Handsome Profiles

Oct 25, 2013

Anyone who lives in the mountains or treks among them knows that while the views can be breathtakingly beautiful, they can also literally take your breath away.

Acute Mountain Sickness (AMS) is a condition which occurs to about half of people who pass the acclimatization line (roughly 11,150 feet). When crossing this line, it’s best to keep your ascents to around or under 2,000 feet per day to allow your body to adjust to the decreased oxygen content in the air. Your body will start producing more red blood cells, your blood will travel to the deepest penetralia of your pulmonary capillaries, and your hemoglobin will give up oxygen more readily than it would at sea level. It’s a fascinating and necessary process.

One major method that regular trekkers will use is the “climb high, sleep low” strategy. This means that you can ascend more than 2,000 feet in one day so long as you descend back to an altitude that is not much greater than 2,000 feet from where you started that day. This technique allows your body to acclimate much more quickly and will improve the quality of your sleep (though once you get to a certain altitude, there really is not much you can do to make sleep a comfortable process, as you’ll likely wake up gasping for air until you’ve spent a few days to a week above altitudes of 18,000 feet or more (and you’re probably not going to take that time in such a cold, uncomfortable climate unless you’re aiming to summit a mountain)).

If you’re not careful about acclimatizing, all kinds of nasty things can happen. Mountain sickness always begins with a headache that may or may not be accompanied by a conscious shortness of breath. Next, loss of appetite (basically, if you don’t feel like you could eat every minute of every day while you’re trekking, that’s a little weird). Third, you’ll get a bit dizzy. Next, nausea and ataxia (not being able to walk in a straight line). By this time, you should’ve already started descending with someone. If you decide to ride it out at your current altitude, you might face more serious consequences, like pulmonary or cerebral edema (when the lungs or brain become flooded with tissue leakage; yum, yeah?). One or two people on the Annapurna Circuit die each year due to AMS.

When I was trekking, I was highly in tune with how my body was feeling, and though sometimes I’d wake up from a shallow nap just gasping for air, I never had a headache, even when most people do (14,800 feet and above). I think I was lucky to have been an obese child because my body grew in consideration of the necessity for hyperventilation. I have also heard that people who used to smoke are less likely to get sick at high altitudes. (Get on that pack-a-day habit, kids!) God knows that my five-month hiatus from running, my cheese habit in France and the generous family meals on the farm in Turkey sure didn’t increase my likeliness to successfully tackle this feat at the pace at which it was accomplished.

Everyone who hikes the Annapurna Circuit is encouraged to take a full rest day in Manang (11,614 feet) to allow the body to acclimatize. On this rest day, it is a good idea to stay in keeping with the “climb high, sleep low” philosophy and take a side trip to a higher altitude. There are many beautiful sights around Manang, but the one that sounded the most interesting to me was to Praken Gompa.

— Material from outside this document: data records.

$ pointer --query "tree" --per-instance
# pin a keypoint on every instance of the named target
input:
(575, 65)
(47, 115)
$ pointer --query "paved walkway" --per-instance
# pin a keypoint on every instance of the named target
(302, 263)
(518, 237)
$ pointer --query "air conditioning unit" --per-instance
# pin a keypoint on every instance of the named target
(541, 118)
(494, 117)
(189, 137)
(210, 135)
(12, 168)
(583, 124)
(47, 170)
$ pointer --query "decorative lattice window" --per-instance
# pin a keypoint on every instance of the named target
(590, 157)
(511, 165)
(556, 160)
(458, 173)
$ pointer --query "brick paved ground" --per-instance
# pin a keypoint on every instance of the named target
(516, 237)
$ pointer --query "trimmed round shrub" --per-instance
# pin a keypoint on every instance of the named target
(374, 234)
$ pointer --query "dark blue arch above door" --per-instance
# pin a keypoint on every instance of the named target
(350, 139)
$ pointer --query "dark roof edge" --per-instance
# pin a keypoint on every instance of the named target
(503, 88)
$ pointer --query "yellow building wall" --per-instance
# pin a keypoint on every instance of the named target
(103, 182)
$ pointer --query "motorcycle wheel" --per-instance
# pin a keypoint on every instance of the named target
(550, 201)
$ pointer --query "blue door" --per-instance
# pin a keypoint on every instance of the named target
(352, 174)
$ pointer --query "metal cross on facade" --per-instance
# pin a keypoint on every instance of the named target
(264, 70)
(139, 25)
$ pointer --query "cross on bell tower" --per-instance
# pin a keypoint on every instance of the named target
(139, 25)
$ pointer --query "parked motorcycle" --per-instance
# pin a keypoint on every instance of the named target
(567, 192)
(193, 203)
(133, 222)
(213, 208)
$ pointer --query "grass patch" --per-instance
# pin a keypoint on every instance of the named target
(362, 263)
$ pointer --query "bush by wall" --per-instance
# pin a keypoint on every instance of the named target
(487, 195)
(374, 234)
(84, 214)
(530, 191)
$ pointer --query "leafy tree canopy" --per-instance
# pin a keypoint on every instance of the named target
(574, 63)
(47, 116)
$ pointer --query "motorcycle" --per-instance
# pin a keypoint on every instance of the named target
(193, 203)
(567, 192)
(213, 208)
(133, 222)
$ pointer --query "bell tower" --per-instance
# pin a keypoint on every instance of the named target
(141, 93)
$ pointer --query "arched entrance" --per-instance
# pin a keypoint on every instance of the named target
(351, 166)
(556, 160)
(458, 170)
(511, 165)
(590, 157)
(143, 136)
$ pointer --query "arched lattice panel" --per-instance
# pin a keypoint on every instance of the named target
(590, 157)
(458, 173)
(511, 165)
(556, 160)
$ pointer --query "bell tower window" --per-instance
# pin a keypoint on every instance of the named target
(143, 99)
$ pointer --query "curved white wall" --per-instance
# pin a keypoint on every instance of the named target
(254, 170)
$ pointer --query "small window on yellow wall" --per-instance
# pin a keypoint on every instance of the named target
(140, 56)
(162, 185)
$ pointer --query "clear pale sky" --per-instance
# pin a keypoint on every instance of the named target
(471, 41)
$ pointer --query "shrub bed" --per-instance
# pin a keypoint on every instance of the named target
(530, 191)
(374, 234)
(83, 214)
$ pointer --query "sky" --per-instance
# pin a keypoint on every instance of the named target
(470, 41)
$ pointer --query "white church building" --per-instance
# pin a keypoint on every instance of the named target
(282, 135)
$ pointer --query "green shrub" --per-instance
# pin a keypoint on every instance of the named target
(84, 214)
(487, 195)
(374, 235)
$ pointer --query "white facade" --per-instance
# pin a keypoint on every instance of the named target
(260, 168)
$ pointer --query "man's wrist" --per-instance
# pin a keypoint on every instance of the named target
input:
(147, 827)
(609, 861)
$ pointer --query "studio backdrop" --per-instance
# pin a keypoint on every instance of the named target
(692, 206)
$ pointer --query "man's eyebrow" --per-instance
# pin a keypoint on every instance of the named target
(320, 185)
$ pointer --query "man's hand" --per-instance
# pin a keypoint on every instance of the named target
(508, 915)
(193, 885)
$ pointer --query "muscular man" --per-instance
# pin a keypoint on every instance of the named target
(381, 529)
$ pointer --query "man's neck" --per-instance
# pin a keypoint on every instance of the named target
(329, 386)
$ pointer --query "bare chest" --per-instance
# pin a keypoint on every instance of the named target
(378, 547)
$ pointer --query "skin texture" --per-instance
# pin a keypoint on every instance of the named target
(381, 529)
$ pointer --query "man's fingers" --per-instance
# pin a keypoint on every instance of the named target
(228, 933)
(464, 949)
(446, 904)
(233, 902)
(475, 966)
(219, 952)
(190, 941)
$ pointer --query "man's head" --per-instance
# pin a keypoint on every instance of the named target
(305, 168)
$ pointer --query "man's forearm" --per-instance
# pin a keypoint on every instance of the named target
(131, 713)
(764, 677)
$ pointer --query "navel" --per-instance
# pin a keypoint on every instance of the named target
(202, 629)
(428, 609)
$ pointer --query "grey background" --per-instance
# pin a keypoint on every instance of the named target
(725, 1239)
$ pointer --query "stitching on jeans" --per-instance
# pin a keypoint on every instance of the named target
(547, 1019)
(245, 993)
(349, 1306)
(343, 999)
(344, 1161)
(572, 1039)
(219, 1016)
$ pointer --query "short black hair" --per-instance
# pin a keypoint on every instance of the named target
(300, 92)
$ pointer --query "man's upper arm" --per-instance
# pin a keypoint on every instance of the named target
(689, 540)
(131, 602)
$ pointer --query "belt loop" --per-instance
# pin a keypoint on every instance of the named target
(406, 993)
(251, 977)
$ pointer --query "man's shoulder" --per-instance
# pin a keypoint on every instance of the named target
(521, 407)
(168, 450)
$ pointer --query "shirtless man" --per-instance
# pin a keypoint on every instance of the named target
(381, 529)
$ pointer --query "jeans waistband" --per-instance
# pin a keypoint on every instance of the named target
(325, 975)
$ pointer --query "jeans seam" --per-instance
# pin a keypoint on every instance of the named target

A gompa is a religious shrine where a Tibetan Buddhist monk (aka, a lama) lives. Over the last 46 years in which Tashi Lama (picture #4) has been the resident religious figure here, he has earned the nickname “100 Rupee Lama” for the 100 rupee ($1) donation that travelers will give in exchange for a puja ceremony. The ceremony consists of Tashi Lama blessing a sacred thread so that the traveler around whose neck the thread is tied will have a safe crossing of the Thorung La Pass, which is the highest point on the Circuit (17,769 feet) and the widest mountain pass in the world.

When I arrived at the gompa, the 100 Rupee Lama’s sister was there in his place. Tashi Lama, at the tender age of 97, was in Kathmandu receiving medical treatment. I did not learn whether his condition was serious. In his place, his sister, who is also a lama, was the one performing the short ceremony for me and my guide. After the blessing, she made two black teas and gave us each a mug. It was a cold day, and we were grateful to warm our hands.

The lamas live high up on a cliffside that is 1,640 feet above Manang. For the bulk of the year, they grow most of their own food and come down to the village only for essentials. During the winter months, however, it’s not possible for them to reside so far from town, so they transition to a home in central Manang. And though they are used to the altitude, they’ll take all the rest days they can get.